目次

[1]力試しのつもりでプロ志望届を提出
[2]小さい変化球を習得し、飛躍のきっかけを掴む

 9月13日に東都大学野球がスタートし、大きく評価が上がっているる投手がいる。それが日本大の赤星 優志だ。2試合連続で完封勝利を挙げた。最速152キロのストレートにカットボール、ツーシームなど複数球種を投げ分け、打者を翻弄する投球術。常に冷静沈着なマウンド捌き。大学生らしからぬ老獪な投手として、注目が集まっている。

 今回はそんな赤星の野球人生の歩みに迫っていく。


力試しのつもりでプロ志望届を提出


 小学校1年から野球を始め、投手スタートは6年生から。世田谷区立三宿中(みしゅく)では上馬クラブ(かみうま)でも、投手として活躍。当時からコントロールには自信があり、「細かいコントロールはなかったのですが、とにかく四球を出さなかった投手でした」と振り返る。

 西東京の強豪・日大鶴ヶ丘に進むきっかけは、中学校の対戦チームの監督が日大鶴ヶ丘出身で、進学を進められたという。成績も優秀だった赤星は勉強推薦という形で進学をした。

 明大前に所在する日大鶴ヶ丘の周りには住宅街が多く、19時までしか練習ができない。朝早くから練習をして、実力を磨く日々だった。ただ赤星は軟式上がりの投手だったため、硬式出身の投手と比べると、身体も小さく、硬式に慣れていなかった。それでも、地道に努力を重ね、1年秋からベンチ入りを果たす。

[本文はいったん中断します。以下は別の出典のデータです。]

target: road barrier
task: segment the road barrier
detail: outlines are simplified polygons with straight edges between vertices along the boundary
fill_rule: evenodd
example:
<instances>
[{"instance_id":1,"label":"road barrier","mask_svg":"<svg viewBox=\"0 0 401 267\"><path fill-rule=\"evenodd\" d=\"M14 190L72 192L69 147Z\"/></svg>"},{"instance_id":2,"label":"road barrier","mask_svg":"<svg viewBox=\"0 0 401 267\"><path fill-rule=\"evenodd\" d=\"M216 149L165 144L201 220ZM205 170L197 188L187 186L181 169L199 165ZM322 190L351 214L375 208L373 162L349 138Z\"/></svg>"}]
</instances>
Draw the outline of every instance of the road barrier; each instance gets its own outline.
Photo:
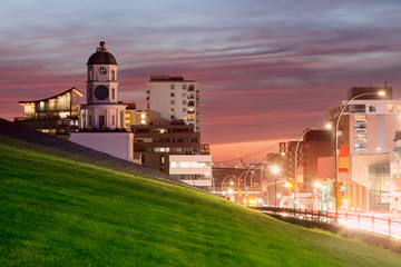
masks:
<instances>
[{"instance_id":1,"label":"road barrier","mask_svg":"<svg viewBox=\"0 0 401 267\"><path fill-rule=\"evenodd\" d=\"M316 209L293 209L276 207L250 207L264 214L274 214L281 216L292 216L302 220L321 221L325 224L335 224L335 212ZM387 216L373 214L339 212L338 225L372 231L397 239L401 239L401 220L392 219Z\"/></svg>"}]
</instances>

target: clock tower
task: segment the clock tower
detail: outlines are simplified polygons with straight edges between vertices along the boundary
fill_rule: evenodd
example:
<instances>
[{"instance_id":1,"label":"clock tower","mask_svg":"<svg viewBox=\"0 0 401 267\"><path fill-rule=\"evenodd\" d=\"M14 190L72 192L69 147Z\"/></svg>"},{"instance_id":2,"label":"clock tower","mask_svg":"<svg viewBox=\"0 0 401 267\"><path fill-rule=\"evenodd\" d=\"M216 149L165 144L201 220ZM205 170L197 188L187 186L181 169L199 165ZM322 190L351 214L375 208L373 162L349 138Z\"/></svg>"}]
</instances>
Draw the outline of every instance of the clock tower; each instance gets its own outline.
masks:
<instances>
[{"instance_id":1,"label":"clock tower","mask_svg":"<svg viewBox=\"0 0 401 267\"><path fill-rule=\"evenodd\" d=\"M117 103L117 61L104 41L90 56L87 66L88 103Z\"/></svg>"},{"instance_id":2,"label":"clock tower","mask_svg":"<svg viewBox=\"0 0 401 267\"><path fill-rule=\"evenodd\" d=\"M125 129L126 105L118 102L117 61L100 42L87 63L87 105L80 106L82 130Z\"/></svg>"}]
</instances>

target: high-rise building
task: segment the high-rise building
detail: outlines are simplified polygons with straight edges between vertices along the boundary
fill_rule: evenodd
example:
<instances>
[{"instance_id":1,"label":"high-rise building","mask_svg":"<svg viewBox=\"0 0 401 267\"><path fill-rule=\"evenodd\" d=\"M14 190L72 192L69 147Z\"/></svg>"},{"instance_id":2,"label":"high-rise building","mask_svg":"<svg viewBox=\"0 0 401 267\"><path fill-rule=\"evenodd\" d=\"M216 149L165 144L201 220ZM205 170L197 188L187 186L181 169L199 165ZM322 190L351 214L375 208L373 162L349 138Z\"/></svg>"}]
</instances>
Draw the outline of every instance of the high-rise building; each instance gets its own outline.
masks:
<instances>
[{"instance_id":1,"label":"high-rise building","mask_svg":"<svg viewBox=\"0 0 401 267\"><path fill-rule=\"evenodd\" d=\"M184 120L199 131L199 91L198 82L184 77L151 76L147 82L146 110L149 121L165 125L172 120Z\"/></svg>"},{"instance_id":2,"label":"high-rise building","mask_svg":"<svg viewBox=\"0 0 401 267\"><path fill-rule=\"evenodd\" d=\"M297 150L297 182L300 191L313 191L313 182L317 180L317 159L331 156L329 130L310 130L300 141ZM294 177L295 148L297 141L287 142L288 176Z\"/></svg>"},{"instance_id":3,"label":"high-rise building","mask_svg":"<svg viewBox=\"0 0 401 267\"><path fill-rule=\"evenodd\" d=\"M401 128L401 101L392 99L392 88L351 88L349 97L351 99L364 92L380 90L385 91L384 97L368 95L356 98L350 102L340 119L339 144L350 145L351 155L375 154L378 149L394 148L393 139ZM346 100L343 100L327 110L329 121L335 122Z\"/></svg>"}]
</instances>

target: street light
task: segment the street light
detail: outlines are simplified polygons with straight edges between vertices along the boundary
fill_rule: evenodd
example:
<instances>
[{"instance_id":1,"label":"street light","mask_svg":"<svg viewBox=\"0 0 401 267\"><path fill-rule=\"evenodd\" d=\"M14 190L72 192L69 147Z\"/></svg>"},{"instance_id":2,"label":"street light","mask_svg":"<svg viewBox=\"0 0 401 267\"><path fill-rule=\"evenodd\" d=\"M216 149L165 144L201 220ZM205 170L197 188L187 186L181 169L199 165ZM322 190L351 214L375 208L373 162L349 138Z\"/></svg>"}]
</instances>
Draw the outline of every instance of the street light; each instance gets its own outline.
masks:
<instances>
[{"instance_id":1,"label":"street light","mask_svg":"<svg viewBox=\"0 0 401 267\"><path fill-rule=\"evenodd\" d=\"M286 181L285 184L284 184L284 187L286 188L286 189L288 189L288 207L291 206L290 205L290 188L292 188L292 184L290 182L290 181Z\"/></svg>"},{"instance_id":2,"label":"street light","mask_svg":"<svg viewBox=\"0 0 401 267\"><path fill-rule=\"evenodd\" d=\"M392 155L399 160L399 164L398 164L398 167L397 167L397 172L399 171L400 169L400 165L401 165L401 159L399 157L399 155L391 150L391 149L387 149L387 148L376 148L378 151L380 150L384 150L384 151L389 151L389 152L392 152ZM397 190L397 186L395 186L395 178L394 175L393 175L393 171L392 168L393 168L393 164L394 161L392 160L392 158L390 157L390 212L392 210L392 206L394 205L394 198L395 198L395 190ZM395 164L395 162L394 162Z\"/></svg>"},{"instance_id":3,"label":"street light","mask_svg":"<svg viewBox=\"0 0 401 267\"><path fill-rule=\"evenodd\" d=\"M274 208L277 208L277 175L280 172L278 166L273 166L272 172L274 174Z\"/></svg>"},{"instance_id":4,"label":"street light","mask_svg":"<svg viewBox=\"0 0 401 267\"><path fill-rule=\"evenodd\" d=\"M263 159L263 162L262 162L262 166L261 166L261 197L263 198L263 190L262 190L262 180L263 180L263 167L267 161L267 159L274 155L277 155L277 154L267 154L267 156ZM282 156L285 156L285 154L281 154ZM267 195L267 201L268 201L268 190L266 188L266 195ZM267 202L268 205L268 202Z\"/></svg>"},{"instance_id":5,"label":"street light","mask_svg":"<svg viewBox=\"0 0 401 267\"><path fill-rule=\"evenodd\" d=\"M335 150L335 184L339 181L339 125L340 125L340 119L342 113L344 112L345 108L349 106L349 103L352 100L355 100L359 97L363 97L363 96L368 96L368 95L378 95L378 96L384 96L385 91L379 91L379 92L364 92L364 93L360 93L353 98L351 98L350 100L348 100L341 108L340 113L336 118L335 121L335 146L334 146L334 150ZM339 195L334 196L335 197L335 222L339 222L339 206L338 206L338 200L339 200Z\"/></svg>"},{"instance_id":6,"label":"street light","mask_svg":"<svg viewBox=\"0 0 401 267\"><path fill-rule=\"evenodd\" d=\"M222 195L224 195L224 194L223 194L223 189L224 189L224 186L223 186L223 185L224 185L224 181L225 181L227 178L229 178L229 177L236 178L235 175L228 175L228 176L226 176L226 177L223 178L223 181L222 181Z\"/></svg>"},{"instance_id":7,"label":"street light","mask_svg":"<svg viewBox=\"0 0 401 267\"><path fill-rule=\"evenodd\" d=\"M325 125L325 128L326 129L331 129L332 125L330 123L326 123ZM315 126L315 127L309 127L306 128L302 135L300 136L297 142L296 142L296 146L295 146L295 154L294 154L294 184L295 184L295 191L294 191L294 209L296 208L296 201L297 201L297 195L299 195L299 188L297 188L297 177L296 177L296 168L297 168L297 150L299 150L299 147L300 147L300 142L303 138L304 135L306 135L306 132L309 132L310 130L313 130L315 128L320 128L320 126Z\"/></svg>"}]
</instances>

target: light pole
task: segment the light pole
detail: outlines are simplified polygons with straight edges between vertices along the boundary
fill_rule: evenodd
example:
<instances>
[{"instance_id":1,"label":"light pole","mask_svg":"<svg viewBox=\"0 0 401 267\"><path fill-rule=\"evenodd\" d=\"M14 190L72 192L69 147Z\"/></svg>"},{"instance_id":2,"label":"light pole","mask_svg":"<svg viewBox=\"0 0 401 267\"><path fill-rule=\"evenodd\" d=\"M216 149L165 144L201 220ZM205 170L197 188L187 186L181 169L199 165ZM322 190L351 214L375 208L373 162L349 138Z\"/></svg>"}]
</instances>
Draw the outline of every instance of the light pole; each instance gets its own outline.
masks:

 そして球速面でも大きな変化があった。入学して初めて自身の球速が分かるようになり、最初は130キロいくかいかないかぐらいだったが、最終学年では145キロまで出るようになった。その背景にトレーニングに対する意識が変わったことを挙げる。
 「トレーニングも中学までは何も知らない状態でして、高校に入って徐々にトレーニングに対する意識が変わってきて、監督さんから投手メニューのバランスボールを使った体幹トレーニングを教わりました。さらに食事も自分自身で管理するようになって、多めになって、それが成長につながったと思います」

 春のオープン戦で最速145キロをマークし大台に乗った。最後の夏では、4回戦敗退となったが、145キロ右腕として名を知られる存在となった。そしてこの年の秋にプロ志望届を提出。プロ1本というものではなく、自分の評価を知るために提出した。
 「監督さんと相談をして、将来の目標がプロ野球選手でした。高校3年生の時点で力試しをして、自分の評価を知りたかったんです。その力試しするには、入団テストが一番でした。入団テストを受けるには、プロ志望届けを出す必要があったんです」

 入団テストでは3球団を受験した。その中には1球団から合格をもらい、調査書も届いたが、縁がなく、指名漏れとなった。